Nevertheless, the role for NET in diabetic wound healing seems more clearly established ^[97][98][99][184,185,186]. Diabetic patients frequently have foot lesions that do not heal. These individuals are referred to as diabetic foot patients ^[100][187]. In a model of wound healing, skin wounds were inflicted on mice. Healing of these lesions was longer in diabetic mice than in normoglycemic (control) mice ^[97][184]. Furthermore, when the wounds were treated with DNase 1 to degrade NET, wound healing was improved both in the diabetic mice and the control mice ^[97][184]. In addition, the wounds of diabetic animals presented larger amounts of citrullinated histone H3 (H3Cit), a marker for NETosis. In contrast, no H3Cit was observed in the wounds from the Padi4^−/−-mice (deficient in enzyme peptidylarginine deiminase 4 (PAD4) that causes histone citrullination), despite many neutrophils present. More importantly, the wounds of the Padi4^−/−-mice healed very fast ^[97][184]. In another study, neutrophils were stimulated with PMA to induce NETosis, and NET formation was abolished by treatment with hydrogen sulfide (H₂S) ^[99][186]. Furthermore, diabetic mice with wounds were treated intraperitoneally with H₂S. The wounds in these mice had decreased NET markers (NE, MPO, H3Cit, and PAD4) and healed better than the wounds in the control mice ^[98][185]. In a more recent study, intravital microscopy detected enrichment of NET components in the bed of excisional wounds, and inhibition of PAD4 with BB-Cl-amidine improved wound healing in diabetic mice ^[99][186]. Together, these results suggested that diabetes slows down wound healing by activating NETosis. Mechanistically, NET slow down wound healing in diabetic animals by triggering NLRP3 inflammasome activation via the TLR-4/TLR-9/NF-κB signaling pathway in macrophages. As a result, macrophages release IL-1β and prolong the inflammatory response in the diabetic wound ^[101][102][188,189].
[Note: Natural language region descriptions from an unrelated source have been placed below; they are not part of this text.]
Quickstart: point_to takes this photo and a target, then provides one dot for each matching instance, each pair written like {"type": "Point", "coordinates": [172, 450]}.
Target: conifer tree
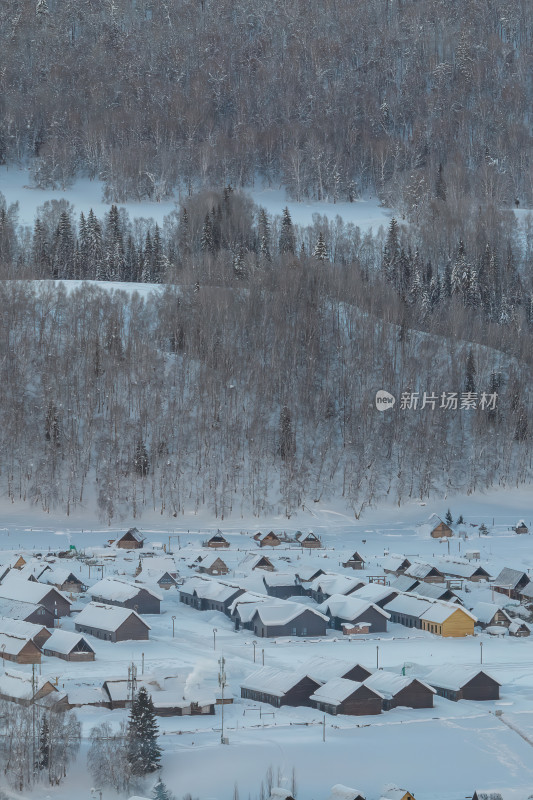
{"type": "Point", "coordinates": [287, 243]}
{"type": "Point", "coordinates": [144, 753]}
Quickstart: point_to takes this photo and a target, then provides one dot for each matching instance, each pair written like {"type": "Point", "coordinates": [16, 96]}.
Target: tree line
{"type": "Point", "coordinates": [155, 98]}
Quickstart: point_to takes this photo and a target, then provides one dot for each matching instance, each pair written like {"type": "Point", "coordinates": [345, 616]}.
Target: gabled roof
{"type": "Point", "coordinates": [509, 578]}
{"type": "Point", "coordinates": [16, 588]}
{"type": "Point", "coordinates": [119, 589]}
{"type": "Point", "coordinates": [65, 641]}
{"type": "Point", "coordinates": [486, 611]}
{"type": "Point", "coordinates": [389, 684]}
{"type": "Point", "coordinates": [106, 618]}
{"type": "Point", "coordinates": [454, 676]}
{"type": "Point", "coordinates": [337, 690]}
{"type": "Point", "coordinates": [273, 681]}
{"type": "Point", "coordinates": [283, 612]}
{"type": "Point", "coordinates": [134, 533]}
{"type": "Point", "coordinates": [348, 608]}
{"type": "Point", "coordinates": [340, 792]}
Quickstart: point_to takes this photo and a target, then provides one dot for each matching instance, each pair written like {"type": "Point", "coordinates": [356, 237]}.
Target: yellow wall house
{"type": "Point", "coordinates": [448, 620]}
At the present time, it is not possible to decide with confidence whether NET formation is enhanced or reduced in obesity. The discrepancy among the various studies may be related to the different methodological approaches used to evaluate NET. In some studies, indirect assessments were made by detecting some NET components in plasma or serum. In other studies, NET formation was evaluated directly in vitro with purified neutrophils. Yet, in other studies, intravital microscopy was used to detect NET. Methods detecting NET components do not necessarily confirm that NETosis took place. Elevated circulating DNA or neutrophil granule proteins may be caused by several other reasons besides NETosis. In vitro assays with purified neutrophils are more reliable to detect NET. In either case, authors should be aware of the limitations of the methodology used and take them into consideration when interpreting the experimental results. Another possible reason for the discrepancy among the reported results is that neutrophil function may be affected by the metabolic and inflammatory states of the individual. Earlier, it was shown that NET formation is dependent on glucose. Upon PMA stimulation, neutrophils increased glucose uptake and their glycolysis rate (as measured with a Seahorse analyzer). In the absence of glucose, PMA induced neutrophils to decondense chromatin, but they did not release NET. However, if glucose was added at this time, NETs release took place within minutes ^[103][190]. Based on these data, the authors suggested that NET formation could be metabolically divided into two phases: the first, independent from exogenous glucose (chromatin decondensation), and the second (NET release), dependent on exogenous glucose and glycolysis ^[103][190]. More recently, it was reported that neutrophils from mice fed a normal diet used glycolysis for NET release in both physiological and inflammatory (sepsis) conditions. However, neutrophils from mice fed a high-fat diet could not release NET after a secondary ex vivo activation despite the high glycolytic potential and the flexibility to oxidize fatty acids ^[104][191]. Thus, the metabolic and inflammation states of the individual can influence the neutrophil function. In the future, extensive well-controlled studies will be required to elucidate the role of NET in obesity.